Great advances in the conservation and creation of transplant organs

2014/07/18 Galarraga Aiestaran, Ana - Elhuyar Zientzia Iturria: Elhuyar aldizkaria

Organoid creation technology is evolving rapidly. Ed. V. Altounian/Science

The appropriate organs for transplantation have successfully developed a longer lasting method. At the moment, they have only tested it in rats, with liver, but the results are very promising, according to the researchers.

The method, developed at the Massachusetts Hospital, is based on large organ cooling without freezing. In fact, scientists have long tried to cool down the organs to lengthen their duration while avoiding the damage caused by freezing. However, the trials have not had good results. So for an organ to be transplanted to a person, doctors only have 12 hours. Now it seems that they have succeeded with the right formula to keep the organs in good condition.

According to the study published in the journal Nature Medicine, the key is in a glucose like compound: 3-O-methyl-D-glucose. Thanks to this they have managed to store the liver at -6ºC without freezing it.

The experiment consisted of transplanting the livers kept for three days. The result is that rats that received livers preserved by the new method survived after three months, while all those preserved by the traditional method died.
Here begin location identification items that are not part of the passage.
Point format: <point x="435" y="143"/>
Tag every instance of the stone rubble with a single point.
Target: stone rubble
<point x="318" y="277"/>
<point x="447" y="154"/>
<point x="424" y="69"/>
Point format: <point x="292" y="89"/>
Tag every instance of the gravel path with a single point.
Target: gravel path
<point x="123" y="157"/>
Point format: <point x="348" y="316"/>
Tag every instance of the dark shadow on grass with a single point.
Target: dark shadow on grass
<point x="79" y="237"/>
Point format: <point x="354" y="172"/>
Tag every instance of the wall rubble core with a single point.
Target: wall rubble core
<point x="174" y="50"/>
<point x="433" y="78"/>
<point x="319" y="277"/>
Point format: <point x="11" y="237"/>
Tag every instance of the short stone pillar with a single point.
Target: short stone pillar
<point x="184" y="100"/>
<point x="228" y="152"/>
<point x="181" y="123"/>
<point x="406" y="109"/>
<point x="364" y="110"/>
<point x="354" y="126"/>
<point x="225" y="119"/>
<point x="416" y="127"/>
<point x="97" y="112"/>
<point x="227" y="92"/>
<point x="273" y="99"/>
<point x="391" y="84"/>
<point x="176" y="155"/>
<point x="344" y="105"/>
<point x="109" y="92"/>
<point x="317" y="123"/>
If the method is shown to be suitable for human organs, it is estimated that 5,000 more organs can be transplanted in the United States each year.

On the other hand, the journal Science has published an article that collects the advances in the methods of creating organoids (parts of organs) from stem cells.

The laboratory has explained in what situation are the studies of thyroid, liver, sand, lungs, stomach, intestines, heart, muscle, bone, kidney, retina, brain, pituitary gland, breast, inner ear and skin.

Its authors, two researchers from the Institute of Molecular Biotechnology of Austria, have concluded that significant progress has been made and have recognized that they still have difficulties in vascularization. However, it has been advanced that in short, in addition to transplants, they will be useful to investigate the evolution of diseases and to test treatments.